One last thing the machine does is provide the OpenSolaris packages for KDE4 as well. For this I ported pkg.depotd(8) to FreeBSD some time ago, but it’s starting to show its age and I think I’ll have to start running an actual OpenSolaris on the machine at some point. That means fiddling around with the available virtualization options and possibly updating and rebooting the machine repeatedly. If VirtualBox gives any measure of performance under FreeBSD, that’ll be it (because that simplifies updating from home where I also use it).

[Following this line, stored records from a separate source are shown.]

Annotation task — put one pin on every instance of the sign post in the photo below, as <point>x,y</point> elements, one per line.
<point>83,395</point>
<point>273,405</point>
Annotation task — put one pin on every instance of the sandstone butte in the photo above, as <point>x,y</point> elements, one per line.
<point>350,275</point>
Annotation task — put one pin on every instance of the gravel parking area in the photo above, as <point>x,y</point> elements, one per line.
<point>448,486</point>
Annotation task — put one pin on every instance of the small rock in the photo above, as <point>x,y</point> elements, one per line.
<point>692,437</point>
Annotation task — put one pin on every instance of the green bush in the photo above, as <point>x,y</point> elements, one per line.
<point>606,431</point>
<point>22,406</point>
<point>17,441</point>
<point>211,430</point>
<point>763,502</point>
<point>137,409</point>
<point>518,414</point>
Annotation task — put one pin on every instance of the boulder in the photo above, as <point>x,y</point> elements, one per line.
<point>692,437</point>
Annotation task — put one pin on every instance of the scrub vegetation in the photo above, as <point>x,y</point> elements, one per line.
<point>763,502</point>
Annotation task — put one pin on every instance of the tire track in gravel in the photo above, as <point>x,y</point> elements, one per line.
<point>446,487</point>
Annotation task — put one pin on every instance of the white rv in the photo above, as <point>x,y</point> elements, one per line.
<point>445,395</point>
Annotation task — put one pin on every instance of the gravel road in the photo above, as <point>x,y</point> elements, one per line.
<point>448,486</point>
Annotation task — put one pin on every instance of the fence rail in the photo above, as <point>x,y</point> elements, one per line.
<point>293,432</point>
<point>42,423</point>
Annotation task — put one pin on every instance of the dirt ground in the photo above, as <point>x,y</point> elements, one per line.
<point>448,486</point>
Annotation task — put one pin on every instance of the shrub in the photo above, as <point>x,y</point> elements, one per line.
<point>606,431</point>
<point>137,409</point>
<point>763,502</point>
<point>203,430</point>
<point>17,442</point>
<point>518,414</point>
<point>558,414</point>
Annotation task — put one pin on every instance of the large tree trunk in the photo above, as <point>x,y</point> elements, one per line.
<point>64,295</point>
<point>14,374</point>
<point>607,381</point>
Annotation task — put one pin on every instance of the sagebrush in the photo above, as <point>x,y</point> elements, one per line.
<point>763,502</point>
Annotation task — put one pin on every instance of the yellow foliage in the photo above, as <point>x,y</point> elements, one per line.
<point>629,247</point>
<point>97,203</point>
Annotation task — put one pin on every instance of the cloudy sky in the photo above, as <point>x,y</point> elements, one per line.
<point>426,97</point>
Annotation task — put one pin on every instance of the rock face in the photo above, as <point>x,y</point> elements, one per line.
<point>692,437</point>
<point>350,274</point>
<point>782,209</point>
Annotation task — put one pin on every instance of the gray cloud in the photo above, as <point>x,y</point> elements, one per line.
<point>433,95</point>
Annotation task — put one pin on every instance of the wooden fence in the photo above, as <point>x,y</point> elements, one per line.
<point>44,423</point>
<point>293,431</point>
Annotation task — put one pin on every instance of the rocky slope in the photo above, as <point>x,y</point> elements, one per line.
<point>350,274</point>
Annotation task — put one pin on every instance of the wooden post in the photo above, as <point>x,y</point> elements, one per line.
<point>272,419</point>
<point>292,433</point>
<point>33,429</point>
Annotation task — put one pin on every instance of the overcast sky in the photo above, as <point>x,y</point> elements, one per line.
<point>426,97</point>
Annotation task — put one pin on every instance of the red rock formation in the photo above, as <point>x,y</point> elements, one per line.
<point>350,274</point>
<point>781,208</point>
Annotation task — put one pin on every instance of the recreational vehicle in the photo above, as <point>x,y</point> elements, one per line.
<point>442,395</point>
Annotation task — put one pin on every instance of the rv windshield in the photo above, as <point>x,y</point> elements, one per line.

So, you may ask: what was the cause of this extended downtime? How can we prevent this from happening again? Well, one thing to fix it would be donating a 1U 4×3.5″ SATA disk server chassis with redundant power. Right now — thanks to being hosted in the “random crap” rack — there’s a little mini-tower thing doing the job, and it turned out to have a dodgy power cord. Some shifting and pushing-around of cables in the rack caused a momentary disconnect, which panicked the server and left it at a fsck(8) prompt for a while. This means, perhaps, that I should try to configure the system with “noauto” on the affected file systems, so that it comes up with reduced functionality even if the disk array is toast. Two other really important points: configure serial console support so that the ILOM can get at it and remember the ILOM password. Cue jumpering the server to reset the password and all the Fun that entails.
Anyway, it comes down to a few decisions made three years ago caused this downtime to be longer than expected. It’s up again, decisions have been amended, and we’re good to go for another three, I hope.